That was the last time I saw either one of them. I’d thought about them a lot since I’d been outed. I’d wondered if Jonah had changed, if he was still a skeptic, still tough and ornery and rebellious, and I’d wondered if Dad still chain-smoked and worked fourteen hours a day, and I’d wondered why, after they must have learned where I was at, after the news broke I was living in Oklahoma City, they didn’t try to do anything to help. I was still their blood, after all. I was still their kin, despite what Mom and I had done. Were we not still family? Perhaps we’d just severed ties. Perhaps out of shame. Perhaps out of self-preservation. I wasn’t sure. But I didn’t blame them. I probably would’ve done the same if our roles had somehow been reversed.
But then Jonah showed up at my door. He wasn’t the same as he’d been back then. For one, he was a full-grown man now, a wispy goatee covering his chin and upper lip, his cheeks covered in graphite-colored stubble. He wore a ballcap, and unkempt hair poked out from underneath. A gut protruded over his belt, but his arms had turned skinny, pale, and hairless. He looked sickly, like he desperately needed—but couldn’t afford—dialysis.
“Caleb?” he said.
I didn’t say anything.
“Caleb Gunter?”
“Jonah.”
He smiled and came in. He sat next to Atchley, and he couldn’t stop fidgeting. He bounced his knee and scratched his neck and pulled at his facial hair like he’d drunk a lot of coffee. He talked nonstop, his words slurring like his tongue couldn’t keep up with his thoughts.

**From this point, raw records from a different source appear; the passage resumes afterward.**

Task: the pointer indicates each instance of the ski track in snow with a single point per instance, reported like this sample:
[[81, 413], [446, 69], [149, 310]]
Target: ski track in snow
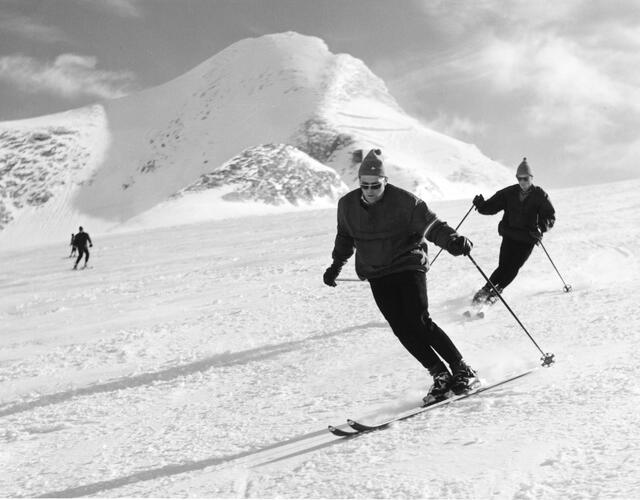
[[207, 361]]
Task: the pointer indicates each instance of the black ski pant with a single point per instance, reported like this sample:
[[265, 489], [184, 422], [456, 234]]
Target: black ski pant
[[513, 255], [81, 252], [402, 300]]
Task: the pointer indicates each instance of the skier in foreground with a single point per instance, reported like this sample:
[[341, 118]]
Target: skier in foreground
[[528, 213], [80, 241], [389, 227], [72, 245]]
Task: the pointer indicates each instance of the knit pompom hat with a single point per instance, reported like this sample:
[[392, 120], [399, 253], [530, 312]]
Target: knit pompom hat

“It’s just so great to see you, man. Just so, so, so great. You just have no idea. Like no idea what it’s been like out here.”
With every word he spoke, his hands and arms and head gesticulated. His energy surprised and scared me. He’d always been somewhat of a stoic kid. Rebellious, sure, but he was also quiet, reserved, and seemed to hold over his friends this mysterious power. He didn’t have to say a word, and it was like they all thought he, and no one else, was their best friend. Now, though, it was like he vibrated, and the result was repulsive.
“You wouldn’t believe what people are like. They ask you questions about Mom, questions that, like, you have no answers for. Why did she do what she did? Why did people believe her? What was it like living with her? Did she make me do stuff? Like weird cult stuff? Sexual stuff? Evil stuff? Like, it just never stops, man. You just can’t ever hide from it. You know what I mean?”
I was beginning to learn. Yes, I knew what he meant.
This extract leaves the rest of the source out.